I forgot to kind of get rough measurements of the diameter of the tower but it was at least 20 feet across.  Sorry about that. Anyway, another kind of cool thing about the site is that they built a pretty extensive retaining wall system to level out the top of the hill. It’s all still intact and in pretty good condition. It’s covered up so I didn’t notice it on my way up the hill. These structures weren’t built in a day.  A lot of effort went into these things and they will be standing here a long time.

Retaining wall used to level off the top of the hill.
Retaining wall used to level off the top of the hill.

I guess everyone now is going to start calling me Hobbit Hollow Jim the Historian. Oh well.

While we’re still on the History Channel another interesting site on Antigua is Nelsons Dockyard. It was a protected harbor used by the British to store and repair their fleet. It was called something like the British sailor’s graveyard. Or something like that because over 40,000 British sailors died from various diseases here. Including many from yellow fever. Admiral Nelson never left his ship it was said because it was so awful.

If you travel up to a place called Shirley Heights you can get sort of a bird’s eye view of the harbor.
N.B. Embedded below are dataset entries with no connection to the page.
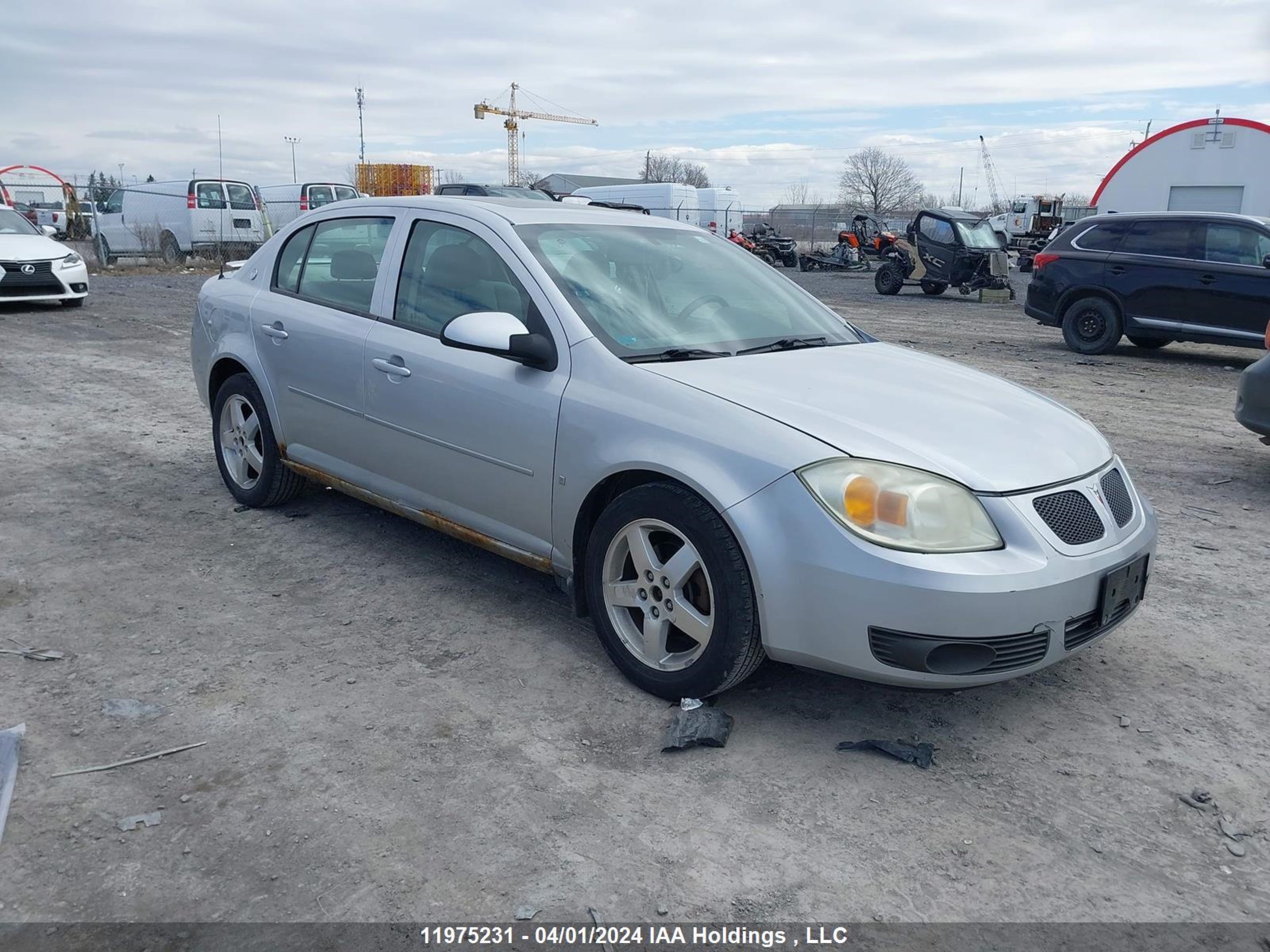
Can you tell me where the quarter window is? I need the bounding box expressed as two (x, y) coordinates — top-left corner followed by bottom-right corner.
(1204, 222), (1270, 268)
(274, 218), (394, 315)
(194, 182), (225, 208)
(393, 221), (529, 336)
(1118, 218), (1198, 258)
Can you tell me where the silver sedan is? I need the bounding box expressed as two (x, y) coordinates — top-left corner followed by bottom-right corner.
(190, 198), (1156, 698)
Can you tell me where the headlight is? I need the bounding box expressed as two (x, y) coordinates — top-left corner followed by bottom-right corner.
(798, 457), (1004, 552)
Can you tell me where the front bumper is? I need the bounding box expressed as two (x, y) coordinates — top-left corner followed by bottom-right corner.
(1234, 354), (1270, 437)
(728, 461), (1156, 688)
(0, 260), (88, 303)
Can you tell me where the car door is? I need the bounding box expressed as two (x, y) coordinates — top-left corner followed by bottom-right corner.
(364, 212), (569, 557)
(96, 188), (137, 254)
(1104, 218), (1204, 331)
(1196, 221), (1270, 342)
(252, 213), (395, 482)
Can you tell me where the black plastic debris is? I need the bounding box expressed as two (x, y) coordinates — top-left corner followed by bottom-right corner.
(838, 740), (935, 770)
(662, 698), (733, 754)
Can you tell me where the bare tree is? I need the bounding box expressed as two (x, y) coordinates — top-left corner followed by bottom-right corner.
(639, 155), (710, 188)
(781, 175), (812, 204)
(838, 146), (925, 215)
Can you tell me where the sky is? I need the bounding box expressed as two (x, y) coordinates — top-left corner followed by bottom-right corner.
(0, 0), (1270, 208)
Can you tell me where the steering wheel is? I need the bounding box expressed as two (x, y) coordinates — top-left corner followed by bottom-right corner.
(674, 294), (728, 321)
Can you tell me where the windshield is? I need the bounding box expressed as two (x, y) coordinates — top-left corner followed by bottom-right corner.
(485, 185), (551, 202)
(516, 223), (866, 358)
(955, 221), (1001, 251)
(0, 208), (40, 235)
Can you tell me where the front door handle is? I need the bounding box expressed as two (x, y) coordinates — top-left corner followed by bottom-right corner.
(371, 354), (410, 377)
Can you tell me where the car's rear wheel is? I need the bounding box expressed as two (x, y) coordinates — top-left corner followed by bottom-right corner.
(585, 482), (764, 699)
(212, 373), (305, 508)
(874, 261), (904, 294)
(159, 235), (185, 264)
(1063, 297), (1124, 354)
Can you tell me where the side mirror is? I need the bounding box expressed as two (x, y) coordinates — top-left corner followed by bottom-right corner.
(441, 311), (556, 370)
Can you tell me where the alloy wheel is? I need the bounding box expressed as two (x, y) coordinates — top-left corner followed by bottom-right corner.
(218, 393), (264, 489)
(603, 519), (715, 672)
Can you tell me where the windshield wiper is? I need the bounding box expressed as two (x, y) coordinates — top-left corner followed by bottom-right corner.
(737, 338), (829, 354)
(626, 347), (731, 363)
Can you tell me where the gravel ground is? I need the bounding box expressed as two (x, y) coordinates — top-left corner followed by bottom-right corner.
(0, 274), (1270, 921)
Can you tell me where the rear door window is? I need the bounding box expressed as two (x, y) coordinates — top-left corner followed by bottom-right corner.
(225, 182), (255, 212)
(309, 185), (335, 208)
(292, 217), (394, 316)
(1118, 218), (1199, 258)
(1204, 222), (1270, 268)
(1072, 222), (1125, 251)
(194, 182), (225, 208)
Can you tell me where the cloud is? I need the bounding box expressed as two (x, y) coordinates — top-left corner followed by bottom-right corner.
(0, 0), (1270, 203)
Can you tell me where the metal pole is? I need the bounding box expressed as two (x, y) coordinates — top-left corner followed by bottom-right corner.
(282, 136), (300, 182)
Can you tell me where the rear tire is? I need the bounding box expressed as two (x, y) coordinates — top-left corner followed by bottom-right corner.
(212, 373), (305, 509)
(1063, 297), (1124, 355)
(874, 261), (904, 296)
(584, 482), (766, 701)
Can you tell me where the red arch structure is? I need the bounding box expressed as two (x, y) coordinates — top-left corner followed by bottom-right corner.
(0, 165), (70, 204)
(1087, 118), (1270, 205)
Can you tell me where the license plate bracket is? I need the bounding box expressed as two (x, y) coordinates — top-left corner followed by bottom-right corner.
(1099, 555), (1151, 628)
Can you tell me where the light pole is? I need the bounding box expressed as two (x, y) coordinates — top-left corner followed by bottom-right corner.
(283, 136), (300, 182)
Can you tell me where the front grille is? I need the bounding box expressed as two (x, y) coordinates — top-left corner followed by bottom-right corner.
(1103, 470), (1133, 528)
(1063, 599), (1138, 651)
(1033, 489), (1105, 546)
(869, 627), (1049, 674)
(0, 261), (57, 288)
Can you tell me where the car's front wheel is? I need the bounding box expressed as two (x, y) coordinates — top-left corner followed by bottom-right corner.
(212, 373), (305, 508)
(584, 482), (764, 701)
(1063, 297), (1124, 354)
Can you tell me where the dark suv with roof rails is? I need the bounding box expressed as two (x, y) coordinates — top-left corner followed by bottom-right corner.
(1024, 212), (1270, 354)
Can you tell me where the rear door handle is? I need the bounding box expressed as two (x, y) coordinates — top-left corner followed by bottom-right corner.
(371, 354), (410, 377)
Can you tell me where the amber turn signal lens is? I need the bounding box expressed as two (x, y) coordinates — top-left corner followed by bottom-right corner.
(842, 476), (877, 528)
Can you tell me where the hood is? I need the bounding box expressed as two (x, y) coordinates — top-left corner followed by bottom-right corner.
(0, 235), (71, 261)
(641, 343), (1111, 493)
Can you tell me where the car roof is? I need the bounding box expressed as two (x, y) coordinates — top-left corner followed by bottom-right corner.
(1073, 212), (1270, 226)
(339, 196), (701, 232)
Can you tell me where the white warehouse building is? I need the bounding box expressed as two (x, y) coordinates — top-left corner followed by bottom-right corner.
(1092, 117), (1270, 216)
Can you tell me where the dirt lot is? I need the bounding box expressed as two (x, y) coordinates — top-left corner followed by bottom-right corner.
(0, 274), (1270, 921)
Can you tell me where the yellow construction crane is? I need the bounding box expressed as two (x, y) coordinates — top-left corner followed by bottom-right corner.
(475, 83), (599, 185)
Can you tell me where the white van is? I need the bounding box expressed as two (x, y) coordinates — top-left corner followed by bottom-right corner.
(96, 179), (266, 264)
(255, 182), (361, 231)
(697, 186), (745, 237)
(573, 182), (701, 225)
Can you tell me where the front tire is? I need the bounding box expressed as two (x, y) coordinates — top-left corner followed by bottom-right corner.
(212, 373), (305, 508)
(1063, 297), (1124, 355)
(585, 482), (764, 701)
(874, 260), (904, 296)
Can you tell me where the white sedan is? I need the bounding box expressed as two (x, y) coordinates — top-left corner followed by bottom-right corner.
(0, 208), (88, 307)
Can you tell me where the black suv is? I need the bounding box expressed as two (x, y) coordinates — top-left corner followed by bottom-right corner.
(1024, 212), (1270, 354)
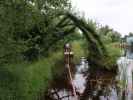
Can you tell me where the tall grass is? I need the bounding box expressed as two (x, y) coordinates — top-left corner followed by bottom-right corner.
(0, 53), (62, 100)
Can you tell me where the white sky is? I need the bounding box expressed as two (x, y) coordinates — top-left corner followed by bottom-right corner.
(72, 0), (133, 35)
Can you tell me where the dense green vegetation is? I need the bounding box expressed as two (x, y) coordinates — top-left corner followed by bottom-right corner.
(0, 0), (120, 100)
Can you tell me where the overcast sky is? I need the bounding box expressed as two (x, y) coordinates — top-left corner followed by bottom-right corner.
(72, 0), (133, 35)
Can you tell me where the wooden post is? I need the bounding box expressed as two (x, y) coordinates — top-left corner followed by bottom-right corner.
(64, 43), (77, 100)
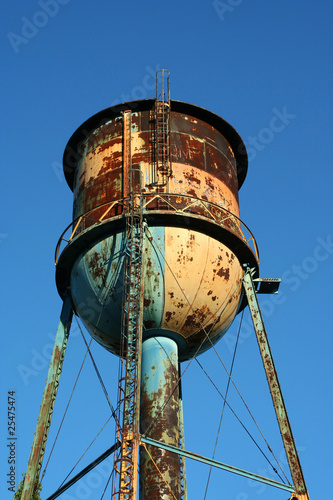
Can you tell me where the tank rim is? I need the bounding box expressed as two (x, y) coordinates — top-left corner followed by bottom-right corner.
(63, 99), (248, 191)
(56, 211), (259, 297)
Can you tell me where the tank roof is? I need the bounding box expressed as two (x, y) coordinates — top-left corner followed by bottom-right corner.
(63, 99), (248, 190)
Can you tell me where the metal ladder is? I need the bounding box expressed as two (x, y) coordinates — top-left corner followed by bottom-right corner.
(112, 111), (143, 500)
(153, 69), (171, 186)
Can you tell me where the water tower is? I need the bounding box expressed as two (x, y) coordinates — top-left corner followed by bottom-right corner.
(22, 70), (308, 500)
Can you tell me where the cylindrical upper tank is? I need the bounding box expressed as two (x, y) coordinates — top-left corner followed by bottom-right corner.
(57, 99), (257, 360)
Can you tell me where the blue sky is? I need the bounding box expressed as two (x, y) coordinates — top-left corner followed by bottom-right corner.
(0, 0), (333, 500)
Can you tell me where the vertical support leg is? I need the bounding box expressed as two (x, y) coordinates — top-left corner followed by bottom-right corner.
(243, 268), (310, 500)
(178, 376), (187, 500)
(140, 337), (181, 500)
(21, 294), (73, 500)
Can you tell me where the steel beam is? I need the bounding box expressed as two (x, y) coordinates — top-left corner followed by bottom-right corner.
(141, 436), (294, 493)
(46, 443), (120, 500)
(243, 268), (310, 500)
(21, 294), (73, 500)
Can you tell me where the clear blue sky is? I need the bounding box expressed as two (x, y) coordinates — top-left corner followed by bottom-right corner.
(0, 0), (333, 500)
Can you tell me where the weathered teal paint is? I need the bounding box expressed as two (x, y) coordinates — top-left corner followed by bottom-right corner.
(140, 336), (181, 500)
(21, 294), (73, 500)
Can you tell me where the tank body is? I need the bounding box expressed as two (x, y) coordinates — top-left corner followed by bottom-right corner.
(57, 100), (256, 361)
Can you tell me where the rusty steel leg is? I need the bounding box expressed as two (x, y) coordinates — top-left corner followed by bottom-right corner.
(243, 269), (310, 500)
(21, 294), (73, 500)
(140, 337), (181, 500)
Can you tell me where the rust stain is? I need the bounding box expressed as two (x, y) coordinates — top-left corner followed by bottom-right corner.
(216, 267), (230, 281)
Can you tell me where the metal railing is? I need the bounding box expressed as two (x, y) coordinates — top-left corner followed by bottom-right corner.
(55, 193), (259, 264)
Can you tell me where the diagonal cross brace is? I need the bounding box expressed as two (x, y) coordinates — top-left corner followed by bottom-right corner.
(243, 268), (310, 500)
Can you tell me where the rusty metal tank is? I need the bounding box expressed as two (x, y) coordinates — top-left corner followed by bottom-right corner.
(56, 99), (258, 361)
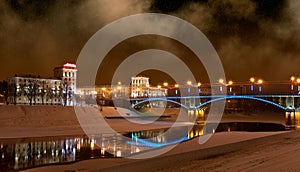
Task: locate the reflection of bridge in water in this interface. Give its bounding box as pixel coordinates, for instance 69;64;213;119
130;94;300;127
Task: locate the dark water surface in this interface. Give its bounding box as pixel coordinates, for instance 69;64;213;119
0;122;285;171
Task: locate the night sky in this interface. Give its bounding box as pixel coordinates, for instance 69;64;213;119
0;0;300;84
View of English harbor on Antigua where Nelson's Dockyard still stands. The picture is taken from Shirley Heights.
View of English harbor on Antigua where Nelson’s Dockyard still stands. The picture is taken from Shirley Heights.

Someday I’m gonna finish a Hobbit house! I gotta try to regain my focus. I have a few stories to tell but we’ll save them for another day. Just one more island picture for the record though.

Cocobay Resort: At the sunset pool.
Cocobay Resort: At the sunset pool.

Hopefully I’ll get to tell you about the directions I got from the lady at the car rental place when we arrived on the island. Put it to you this way. There are no road signs in Antigua. Oh yeah, and I had an interesting dive adventure one day.

Take it easy!

Hobbit Hollow Jim

PS: And I completely forgot to tell you about how “The Queen” did taking care of our son while we were away. Put it to you this way….I need to have another oil delivery Monday. Enough said.

2 thoughts on “What’s Going on With This Blog????

  1. well I enjoyed the history lesson,and i’m glad you had a great warm and snuggly vacation while at home we froze and my darling terence shoveled more snow then I care to think of.But I wouldn’t change anything you deserve a vaca after all the work you do and so did your great wife. love mother-in-law the QUEEN!

    • Hmmm…. Ever get the feeling this mother-in-law of mine is trying to soften me up for the kill? Next time she sends over gravy for me I’m gonna have to test it on the cats. You can never be too careful.

      I think I just slipped up!?!?!?!

      Huh, hey Mother-in-law good job taking care of Terence.